Molecular and Hybrid Simulations of Nanobubble Stability

纳米气泡稳定性的分子和混合模拟

• 批准号: 1403259
• 负责人: M Scott Shell
• 金额: $ 34.59万
• 依托单位: University of California-Santa Barbara
• 依托单位国家: 美国
• 项目类别: Standard Grant
• 财政年份: 2014
• 资助国家: 美国
• 起止时间: 2014-05-01 至 2019-04-30
• 项目状态: 已结题
• 来源: https://www.nsf.gov/awardsearch/showAward?AWD_ID=1403259&HistoricalAwards=false
• 关键词: Molecular; Hybrid; Simulations; Nanobubble; Stability

PI: Shell, M. Scott Proposal Number: 1403259 Institution: University of California-Santa Barbara Title: Molecular and Hybrid Simulations of Nanobubble Stability This proposal addresses one of the foremost challenges in interfacial science, the critical issue of long-lived nanobubble stability on hydrophobic surfaces. A successful attack on this problem will have a significant impact on a range of emerging technologies that rely on the ability of stable nanobubbles to dramatically modify the properties of solid surfaces, including anti-fouling and surface cleaning techniques, transport in microfluidic devices, delivery of medical therapeutics, chemical processes involving biological or gas-liquid reactions, surface-induced crystallization, and catalysis. The PIs will also build on their record of involving students at multiple levels, including those from underrepresented groups (e.g., The Shell group has hosted two minority students from HBCU schools as summer research interns through UCSB's GRIP and SABRE programs), through different programs at UCSB (summer research opportunities for undergraduates and high school students, giving talks in events from minority associations and professional associations at UCSB).
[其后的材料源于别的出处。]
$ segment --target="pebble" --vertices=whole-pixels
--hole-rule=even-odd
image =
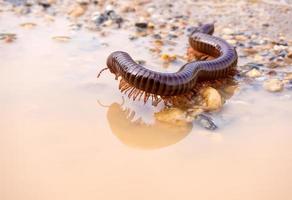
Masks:
[[[232,35],[234,33],[234,31],[230,28],[224,28],[222,32],[227,35]]]
[[[292,72],[287,73],[284,77],[285,80],[292,80]]]
[[[119,15],[116,14],[114,10],[106,9],[105,12],[94,12],[91,15],[91,20],[95,23],[96,26],[100,26],[102,24],[105,24],[106,26],[110,26],[113,23],[116,23],[118,27],[121,27],[121,24],[123,22],[123,18],[121,18]]]
[[[246,41],[247,40],[247,36],[245,36],[245,35],[236,35],[234,37],[234,39],[237,40],[237,41]]]
[[[208,130],[215,130],[218,128],[217,125],[212,120],[212,118],[207,116],[206,114],[197,115],[195,121]]]
[[[256,54],[258,52],[258,50],[254,49],[254,48],[244,48],[243,51],[249,55]]]
[[[90,3],[90,0],[76,0],[76,2],[80,5],[88,5]]]
[[[0,33],[0,40],[3,40],[6,43],[11,43],[16,40],[16,34],[14,33]]]
[[[54,36],[52,39],[58,42],[69,42],[71,40],[69,36]]]
[[[292,52],[289,52],[289,53],[287,54],[287,58],[292,59]]]
[[[218,110],[222,107],[223,101],[220,93],[213,87],[206,87],[200,90],[199,92],[203,99],[205,104],[205,110],[206,111],[213,111]]]
[[[264,82],[264,88],[269,92],[280,92],[283,90],[283,82],[277,78],[269,79]]]
[[[145,28],[148,27],[148,23],[147,23],[147,22],[137,22],[137,23],[135,23],[135,26],[136,26],[137,28],[145,29]]]
[[[255,69],[255,68],[246,73],[246,76],[250,78],[257,78],[257,77],[260,77],[261,75],[262,73],[258,69]]]
[[[262,63],[255,63],[255,62],[250,62],[247,63],[243,66],[244,69],[248,68],[248,69],[260,69],[261,67],[263,67],[264,65]]]
[[[277,67],[280,67],[279,63],[277,62],[270,62],[268,65],[267,65],[268,68],[271,68],[271,69],[274,69],[274,68],[277,68]]]
[[[77,17],[82,16],[86,12],[86,9],[87,9],[86,6],[77,5],[73,7],[73,9],[71,9],[68,14],[71,17],[77,18]]]
[[[25,28],[25,29],[32,29],[36,26],[35,23],[31,23],[31,22],[27,22],[27,23],[22,23],[20,24],[21,27]]]
[[[176,55],[162,54],[161,59],[167,63],[173,62],[176,60]]]
[[[257,62],[260,62],[260,61],[263,61],[264,60],[263,56],[261,56],[259,54],[256,54],[253,59],[255,61],[257,61]]]
[[[237,41],[233,39],[226,40],[231,45],[236,45]]]
[[[166,122],[178,126],[184,126],[189,123],[186,112],[175,107],[165,108],[160,112],[154,113],[154,117],[160,122]]]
In particular, the PIs and graduate students will be involved with the SIMS summer program that involves top high school graduates. The main thrust of this proposal is to critically address several hypotheses for nanobubble stability, using state-of-the-art molecular and hybrid molecular continuum simulation methods that provide a complement to current experiments. The goal is to develop a thermodynamic picture of nanobubble stability because there is some evidence that the nanobubble may actually be thermodynamically stable. To that end, the PI will use molecular simulations to compute free energies of nanobubble formation as a function of bubble size, shape, composition, and solution conditions. The results will quantify the stabilities of the bubbles, and clarify whether and when they are associated with global or local (metastable) free energy minima. These free energies will also be compared with the macroscopic expectation (e.g., based on bulk surface tensions and solubilities) to assess the possible breakdown such arguments at the nanoscale. To achieve these goals, the proposal provides clearly formulated hypotheses, including both thermodynamic and dynamic transport mechanisms, that will be addressed.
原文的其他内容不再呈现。